In a perfect cloud the freight and supply wagons toiled back and forth beside the grade. They formed a line of alkali dust 150 miles long, stirred up by the hoofs of 5,000 horses and mules. And east of end o’ track were the puffing boarding-train and the busy construction-train, while Jimmie Muldoon and his little brother dashed down and back, fetching the loads of rails.
The Red Desert never had seen the like. In fact, the whole United States was getting excited. Every night the news was flashed by telegraph to New York: “The Union Pacific today laid two (or three, or five) miles of track,” and it was published in large headlines across the first pages of the New York papers.

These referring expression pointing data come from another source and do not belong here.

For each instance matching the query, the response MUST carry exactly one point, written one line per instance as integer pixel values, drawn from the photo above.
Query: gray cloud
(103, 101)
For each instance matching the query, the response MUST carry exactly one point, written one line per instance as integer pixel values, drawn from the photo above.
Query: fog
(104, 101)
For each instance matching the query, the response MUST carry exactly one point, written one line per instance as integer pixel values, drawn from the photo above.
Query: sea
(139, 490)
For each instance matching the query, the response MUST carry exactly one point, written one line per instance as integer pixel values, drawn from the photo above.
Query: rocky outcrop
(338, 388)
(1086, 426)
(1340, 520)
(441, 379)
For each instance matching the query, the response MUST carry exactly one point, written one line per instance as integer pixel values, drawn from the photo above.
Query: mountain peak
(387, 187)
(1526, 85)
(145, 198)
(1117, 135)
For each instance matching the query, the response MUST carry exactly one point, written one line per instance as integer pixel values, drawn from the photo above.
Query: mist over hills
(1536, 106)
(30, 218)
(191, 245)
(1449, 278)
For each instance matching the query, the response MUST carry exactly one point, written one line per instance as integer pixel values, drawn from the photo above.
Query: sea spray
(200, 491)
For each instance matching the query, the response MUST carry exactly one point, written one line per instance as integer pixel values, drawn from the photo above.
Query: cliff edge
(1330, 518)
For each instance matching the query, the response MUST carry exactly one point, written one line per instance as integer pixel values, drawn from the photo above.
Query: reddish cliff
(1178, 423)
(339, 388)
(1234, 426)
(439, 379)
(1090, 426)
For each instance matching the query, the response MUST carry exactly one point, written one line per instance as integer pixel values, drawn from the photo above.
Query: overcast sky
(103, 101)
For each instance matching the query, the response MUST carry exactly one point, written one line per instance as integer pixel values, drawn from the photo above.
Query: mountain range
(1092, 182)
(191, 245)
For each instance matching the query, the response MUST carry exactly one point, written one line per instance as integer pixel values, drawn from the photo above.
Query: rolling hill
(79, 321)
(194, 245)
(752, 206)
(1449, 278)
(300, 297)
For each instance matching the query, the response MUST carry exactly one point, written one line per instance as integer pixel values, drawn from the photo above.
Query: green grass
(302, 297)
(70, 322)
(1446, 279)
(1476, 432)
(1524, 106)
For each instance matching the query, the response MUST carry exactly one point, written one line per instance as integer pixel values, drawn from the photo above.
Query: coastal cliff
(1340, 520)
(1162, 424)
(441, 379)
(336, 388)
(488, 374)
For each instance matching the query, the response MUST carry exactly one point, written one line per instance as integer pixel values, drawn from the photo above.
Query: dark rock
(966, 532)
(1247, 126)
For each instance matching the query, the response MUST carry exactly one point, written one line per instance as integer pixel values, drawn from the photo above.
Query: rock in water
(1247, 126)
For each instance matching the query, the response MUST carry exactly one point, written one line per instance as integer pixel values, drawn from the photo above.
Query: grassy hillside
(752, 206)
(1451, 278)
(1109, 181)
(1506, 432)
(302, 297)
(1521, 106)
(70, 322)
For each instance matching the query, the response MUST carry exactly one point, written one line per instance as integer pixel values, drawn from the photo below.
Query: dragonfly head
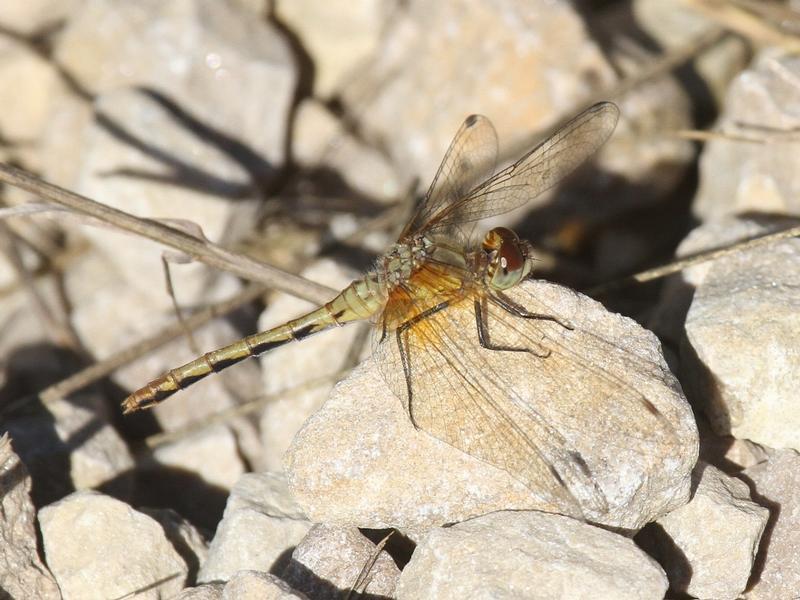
(509, 260)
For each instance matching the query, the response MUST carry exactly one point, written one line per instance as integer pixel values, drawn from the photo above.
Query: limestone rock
(359, 460)
(742, 337)
(255, 585)
(34, 16)
(329, 560)
(260, 525)
(297, 365)
(338, 35)
(718, 562)
(529, 555)
(525, 65)
(755, 177)
(99, 547)
(775, 483)
(207, 591)
(29, 89)
(22, 573)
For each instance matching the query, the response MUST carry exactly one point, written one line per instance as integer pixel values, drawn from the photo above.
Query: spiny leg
(483, 335)
(404, 358)
(510, 306)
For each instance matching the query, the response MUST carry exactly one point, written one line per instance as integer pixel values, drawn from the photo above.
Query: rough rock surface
(339, 35)
(29, 89)
(260, 526)
(718, 563)
(755, 177)
(743, 335)
(529, 555)
(541, 66)
(775, 483)
(255, 585)
(99, 547)
(315, 363)
(359, 460)
(329, 560)
(22, 573)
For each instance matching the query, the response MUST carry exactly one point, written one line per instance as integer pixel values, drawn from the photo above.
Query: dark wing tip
(471, 120)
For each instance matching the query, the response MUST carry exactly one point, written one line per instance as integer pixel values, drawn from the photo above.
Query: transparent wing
(538, 170)
(580, 409)
(470, 159)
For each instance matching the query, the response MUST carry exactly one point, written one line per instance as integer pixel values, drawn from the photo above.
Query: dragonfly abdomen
(360, 300)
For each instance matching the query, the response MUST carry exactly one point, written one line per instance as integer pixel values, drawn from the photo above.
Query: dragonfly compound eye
(509, 264)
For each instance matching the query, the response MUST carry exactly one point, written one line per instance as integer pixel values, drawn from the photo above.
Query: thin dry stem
(690, 261)
(202, 250)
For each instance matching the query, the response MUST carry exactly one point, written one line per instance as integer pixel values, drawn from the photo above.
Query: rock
(316, 362)
(718, 563)
(183, 536)
(775, 484)
(669, 316)
(320, 141)
(359, 460)
(529, 554)
(29, 89)
(255, 585)
(673, 25)
(233, 72)
(128, 175)
(99, 547)
(22, 573)
(211, 453)
(339, 36)
(260, 527)
(69, 444)
(742, 335)
(34, 16)
(540, 67)
(208, 591)
(330, 559)
(740, 177)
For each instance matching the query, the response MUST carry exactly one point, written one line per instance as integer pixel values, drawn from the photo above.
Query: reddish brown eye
(509, 265)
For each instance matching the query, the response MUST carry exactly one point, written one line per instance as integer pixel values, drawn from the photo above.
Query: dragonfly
(437, 271)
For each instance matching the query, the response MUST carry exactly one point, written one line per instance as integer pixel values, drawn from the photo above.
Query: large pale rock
(320, 141)
(775, 483)
(529, 555)
(22, 573)
(338, 35)
(674, 24)
(99, 547)
(29, 89)
(330, 559)
(737, 177)
(743, 335)
(255, 585)
(228, 69)
(260, 526)
(207, 591)
(360, 461)
(525, 65)
(109, 174)
(313, 366)
(716, 564)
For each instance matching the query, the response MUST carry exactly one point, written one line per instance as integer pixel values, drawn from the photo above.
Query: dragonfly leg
(483, 336)
(510, 306)
(404, 357)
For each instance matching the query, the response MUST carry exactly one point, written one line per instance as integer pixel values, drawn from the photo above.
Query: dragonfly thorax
(509, 260)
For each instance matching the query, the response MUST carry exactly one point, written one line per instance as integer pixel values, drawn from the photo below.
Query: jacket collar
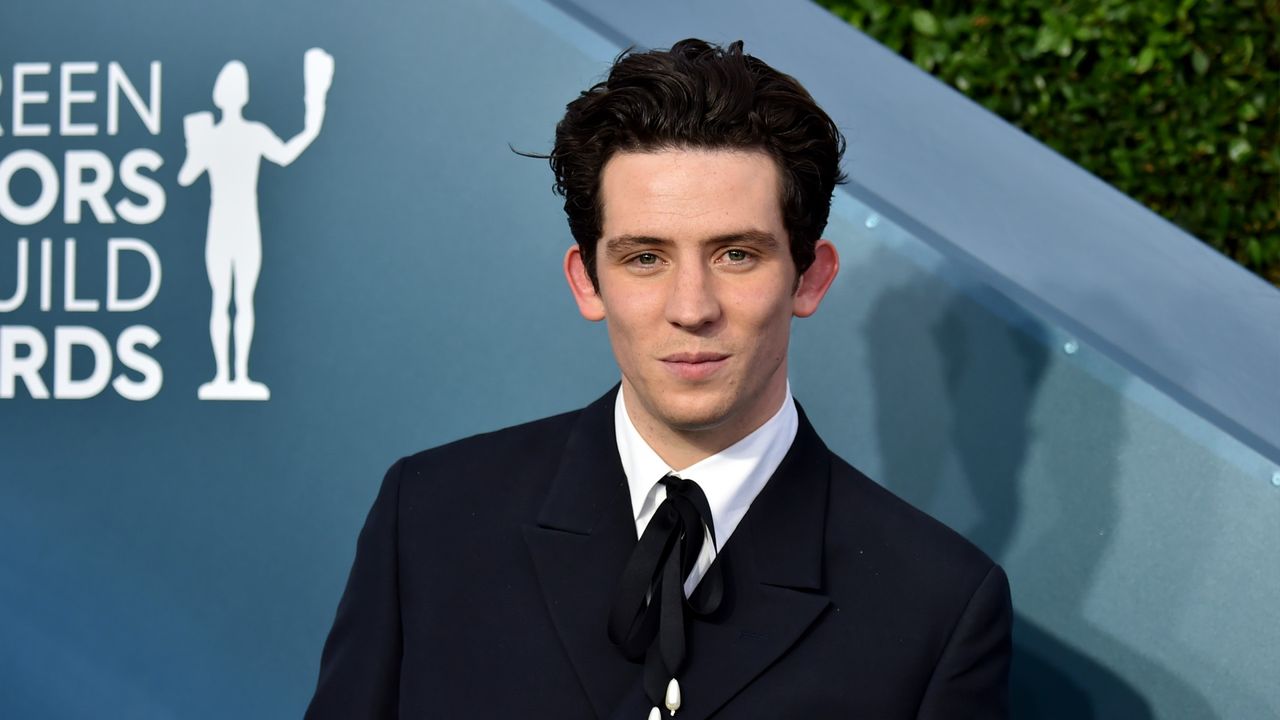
(772, 563)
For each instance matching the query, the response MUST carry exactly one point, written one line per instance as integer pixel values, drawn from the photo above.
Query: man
(502, 575)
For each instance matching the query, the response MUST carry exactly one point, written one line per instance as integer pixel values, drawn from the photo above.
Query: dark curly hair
(705, 96)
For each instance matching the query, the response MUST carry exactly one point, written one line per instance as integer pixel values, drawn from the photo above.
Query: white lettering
(77, 190)
(22, 98)
(149, 188)
(152, 376)
(44, 205)
(27, 367)
(19, 294)
(114, 304)
(71, 302)
(147, 112)
(46, 274)
(65, 386)
(67, 98)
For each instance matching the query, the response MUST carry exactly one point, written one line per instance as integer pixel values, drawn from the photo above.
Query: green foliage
(1174, 103)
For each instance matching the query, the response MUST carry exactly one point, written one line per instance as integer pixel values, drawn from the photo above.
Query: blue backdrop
(169, 556)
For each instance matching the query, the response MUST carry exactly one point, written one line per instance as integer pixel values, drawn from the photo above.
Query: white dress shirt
(730, 479)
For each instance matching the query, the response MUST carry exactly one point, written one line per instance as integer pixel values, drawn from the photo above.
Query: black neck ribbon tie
(648, 614)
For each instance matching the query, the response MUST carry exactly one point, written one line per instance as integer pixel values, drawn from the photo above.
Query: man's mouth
(694, 365)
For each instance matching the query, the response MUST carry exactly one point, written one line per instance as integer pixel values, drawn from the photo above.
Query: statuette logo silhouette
(232, 151)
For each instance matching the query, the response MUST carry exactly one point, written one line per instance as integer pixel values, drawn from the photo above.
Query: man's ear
(588, 299)
(816, 281)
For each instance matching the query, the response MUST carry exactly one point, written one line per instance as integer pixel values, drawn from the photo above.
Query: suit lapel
(772, 566)
(581, 541)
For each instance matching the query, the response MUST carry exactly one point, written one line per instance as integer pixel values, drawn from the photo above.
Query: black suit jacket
(485, 570)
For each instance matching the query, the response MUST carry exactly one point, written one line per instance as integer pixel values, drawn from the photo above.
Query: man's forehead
(750, 237)
(677, 191)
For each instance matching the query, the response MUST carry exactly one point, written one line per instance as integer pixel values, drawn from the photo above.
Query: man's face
(698, 287)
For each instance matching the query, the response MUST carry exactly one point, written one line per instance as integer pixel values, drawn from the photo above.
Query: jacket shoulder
(492, 460)
(897, 538)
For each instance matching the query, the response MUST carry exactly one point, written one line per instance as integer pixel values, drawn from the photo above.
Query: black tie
(648, 615)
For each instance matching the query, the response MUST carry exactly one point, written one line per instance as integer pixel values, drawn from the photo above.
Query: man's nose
(693, 301)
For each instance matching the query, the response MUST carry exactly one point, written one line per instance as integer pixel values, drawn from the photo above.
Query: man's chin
(693, 418)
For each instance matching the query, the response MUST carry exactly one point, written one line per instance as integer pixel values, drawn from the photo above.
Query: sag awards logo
(228, 149)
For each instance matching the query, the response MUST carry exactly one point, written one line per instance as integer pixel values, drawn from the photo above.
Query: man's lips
(694, 365)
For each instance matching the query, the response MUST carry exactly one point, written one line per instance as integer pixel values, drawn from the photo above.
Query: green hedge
(1174, 103)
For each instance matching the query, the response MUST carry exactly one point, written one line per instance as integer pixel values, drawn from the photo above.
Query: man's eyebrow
(624, 244)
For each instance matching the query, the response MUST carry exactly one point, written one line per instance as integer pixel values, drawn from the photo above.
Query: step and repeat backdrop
(251, 253)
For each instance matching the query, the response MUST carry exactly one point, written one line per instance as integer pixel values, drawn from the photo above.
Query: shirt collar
(731, 478)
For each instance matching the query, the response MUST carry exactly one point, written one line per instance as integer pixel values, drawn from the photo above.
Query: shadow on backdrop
(949, 367)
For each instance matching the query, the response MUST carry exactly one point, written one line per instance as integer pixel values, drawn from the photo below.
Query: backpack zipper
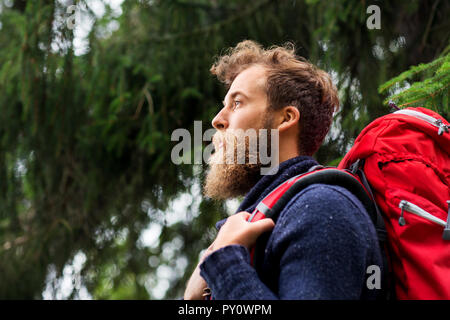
(442, 127)
(418, 211)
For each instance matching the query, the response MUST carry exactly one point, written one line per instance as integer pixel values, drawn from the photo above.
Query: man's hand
(196, 284)
(237, 230)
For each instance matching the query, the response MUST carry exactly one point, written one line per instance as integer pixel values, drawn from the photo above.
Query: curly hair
(291, 81)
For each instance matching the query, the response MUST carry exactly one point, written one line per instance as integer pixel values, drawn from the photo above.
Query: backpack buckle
(446, 234)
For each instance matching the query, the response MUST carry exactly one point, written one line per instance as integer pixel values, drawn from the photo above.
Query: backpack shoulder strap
(273, 204)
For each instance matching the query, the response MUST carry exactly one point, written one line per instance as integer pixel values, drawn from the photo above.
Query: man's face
(245, 107)
(245, 102)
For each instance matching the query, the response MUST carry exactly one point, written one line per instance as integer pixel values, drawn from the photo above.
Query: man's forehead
(249, 82)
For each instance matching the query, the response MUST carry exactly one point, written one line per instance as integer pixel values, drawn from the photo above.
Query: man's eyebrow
(234, 94)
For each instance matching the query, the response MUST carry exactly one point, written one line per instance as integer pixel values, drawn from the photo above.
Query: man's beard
(229, 180)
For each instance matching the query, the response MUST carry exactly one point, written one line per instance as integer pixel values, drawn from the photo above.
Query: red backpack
(399, 167)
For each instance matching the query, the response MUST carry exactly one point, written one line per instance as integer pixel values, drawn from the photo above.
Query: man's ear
(289, 117)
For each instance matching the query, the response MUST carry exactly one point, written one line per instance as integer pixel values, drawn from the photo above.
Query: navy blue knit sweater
(320, 247)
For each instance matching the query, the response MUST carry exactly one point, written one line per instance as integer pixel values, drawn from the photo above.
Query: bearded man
(324, 240)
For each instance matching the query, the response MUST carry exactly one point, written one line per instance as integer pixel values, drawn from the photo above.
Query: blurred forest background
(91, 206)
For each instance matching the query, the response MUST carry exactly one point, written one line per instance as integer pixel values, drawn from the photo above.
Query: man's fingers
(244, 215)
(261, 226)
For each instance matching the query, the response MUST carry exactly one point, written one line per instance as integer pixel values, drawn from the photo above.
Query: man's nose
(220, 121)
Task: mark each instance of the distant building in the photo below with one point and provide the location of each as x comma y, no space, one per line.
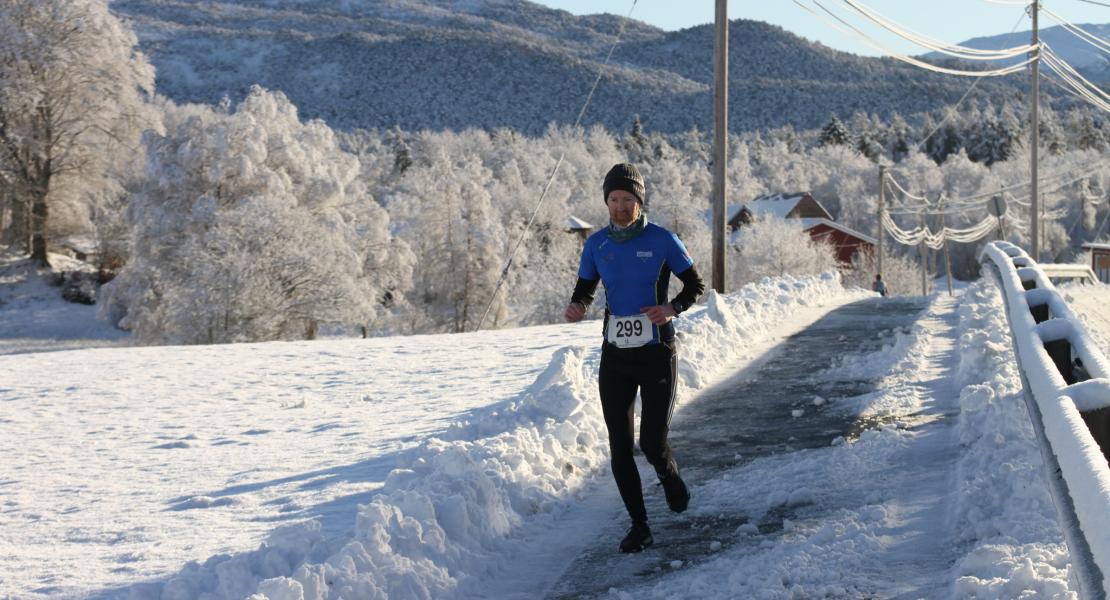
815,220
1100,261
797,205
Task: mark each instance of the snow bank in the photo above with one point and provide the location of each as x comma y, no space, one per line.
1003,512
1080,459
447,516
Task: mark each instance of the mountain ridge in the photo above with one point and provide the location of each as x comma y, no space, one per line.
442,64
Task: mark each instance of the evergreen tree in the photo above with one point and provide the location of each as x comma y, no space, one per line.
835,133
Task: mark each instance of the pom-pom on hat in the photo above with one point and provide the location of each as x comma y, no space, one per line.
627,178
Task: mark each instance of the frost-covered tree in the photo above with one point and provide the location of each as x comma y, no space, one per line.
445,213
73,92
252,225
772,246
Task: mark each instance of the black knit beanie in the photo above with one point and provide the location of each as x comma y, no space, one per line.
627,178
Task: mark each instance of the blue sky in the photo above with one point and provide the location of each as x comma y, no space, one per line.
948,20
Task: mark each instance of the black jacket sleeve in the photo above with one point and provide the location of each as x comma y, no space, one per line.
584,292
692,288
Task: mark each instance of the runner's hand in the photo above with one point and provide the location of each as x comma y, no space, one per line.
574,312
661,314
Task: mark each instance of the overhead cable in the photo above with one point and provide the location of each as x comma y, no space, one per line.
909,60
937,46
1078,31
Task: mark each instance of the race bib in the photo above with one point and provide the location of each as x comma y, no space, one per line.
629,332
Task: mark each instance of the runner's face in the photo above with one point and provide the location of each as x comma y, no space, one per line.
624,207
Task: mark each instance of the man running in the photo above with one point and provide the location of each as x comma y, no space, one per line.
635,260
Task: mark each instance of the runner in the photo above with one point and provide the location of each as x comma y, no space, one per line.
879,285
635,260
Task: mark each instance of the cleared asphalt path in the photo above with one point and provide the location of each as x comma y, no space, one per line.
747,416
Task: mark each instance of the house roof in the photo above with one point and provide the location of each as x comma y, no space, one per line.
777,205
574,223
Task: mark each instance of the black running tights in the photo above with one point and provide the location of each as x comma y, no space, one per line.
651,369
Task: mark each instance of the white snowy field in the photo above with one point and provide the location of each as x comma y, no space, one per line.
474,466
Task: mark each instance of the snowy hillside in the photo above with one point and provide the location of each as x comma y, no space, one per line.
439,64
474,465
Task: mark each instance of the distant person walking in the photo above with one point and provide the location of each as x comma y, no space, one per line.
879,285
634,258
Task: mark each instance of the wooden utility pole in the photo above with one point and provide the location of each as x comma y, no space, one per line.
999,211
720,145
1035,124
883,206
948,261
924,251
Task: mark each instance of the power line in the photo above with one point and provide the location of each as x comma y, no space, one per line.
952,50
909,60
1079,32
951,110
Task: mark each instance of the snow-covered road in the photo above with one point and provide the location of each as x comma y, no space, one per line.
473,466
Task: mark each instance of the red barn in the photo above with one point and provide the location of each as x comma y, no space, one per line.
815,220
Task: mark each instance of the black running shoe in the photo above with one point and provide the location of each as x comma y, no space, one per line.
637,538
678,496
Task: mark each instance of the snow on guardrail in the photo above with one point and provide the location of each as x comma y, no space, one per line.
1067,382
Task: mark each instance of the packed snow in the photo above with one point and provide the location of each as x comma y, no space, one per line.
474,465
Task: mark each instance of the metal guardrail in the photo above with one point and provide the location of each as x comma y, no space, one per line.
1067,387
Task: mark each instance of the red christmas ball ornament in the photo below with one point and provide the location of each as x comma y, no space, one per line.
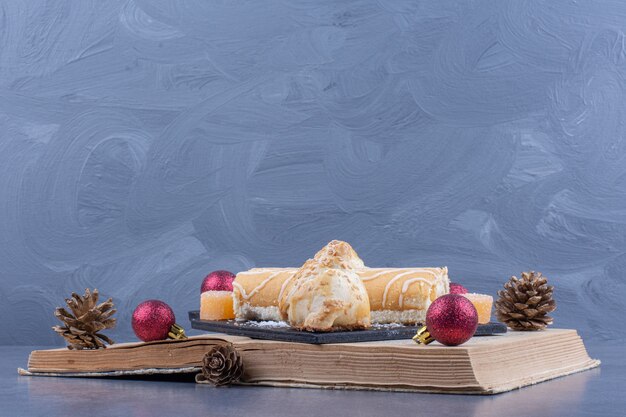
457,288
218,281
155,320
451,320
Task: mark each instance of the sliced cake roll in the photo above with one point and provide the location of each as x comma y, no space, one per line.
396,295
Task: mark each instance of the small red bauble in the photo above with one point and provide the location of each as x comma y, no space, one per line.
152,320
452,319
457,288
218,281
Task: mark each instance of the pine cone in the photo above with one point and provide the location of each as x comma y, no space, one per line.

General Casement lived constantly at the front; his brother Dan Casement worked day and night moving the supplies out of the warehouses. General Dodge made trip after trip from Omaha and by stage and horse across the mountains, even clear to Humboldt Wells of Nevada. Mr. Silas Seymour, the New York consulting engineer, was out; so were Mr. Hoxie and Mr. Snyder, who had charge of the operating of the road, from Omaha. And in mid-summer there had come a very distinguished party indeed, who inspected from Fort Sanders to end o’ track.
These were General U. S. Grant, himself, the chief of the Army; General Sherman, General Phil Sheridan, half a dozen other famous ’way-up army officers, Mr. Thomas C. Durant, of New York, the vice-president of the Union Pacific company and the man who raised the funds; and Mr. Sidney Dillon, again—the chairman of the board of directors.
They rode in a special Pullman car, and the track-layer gang eased up long enough to cheer them as they tumbled out and gazed about.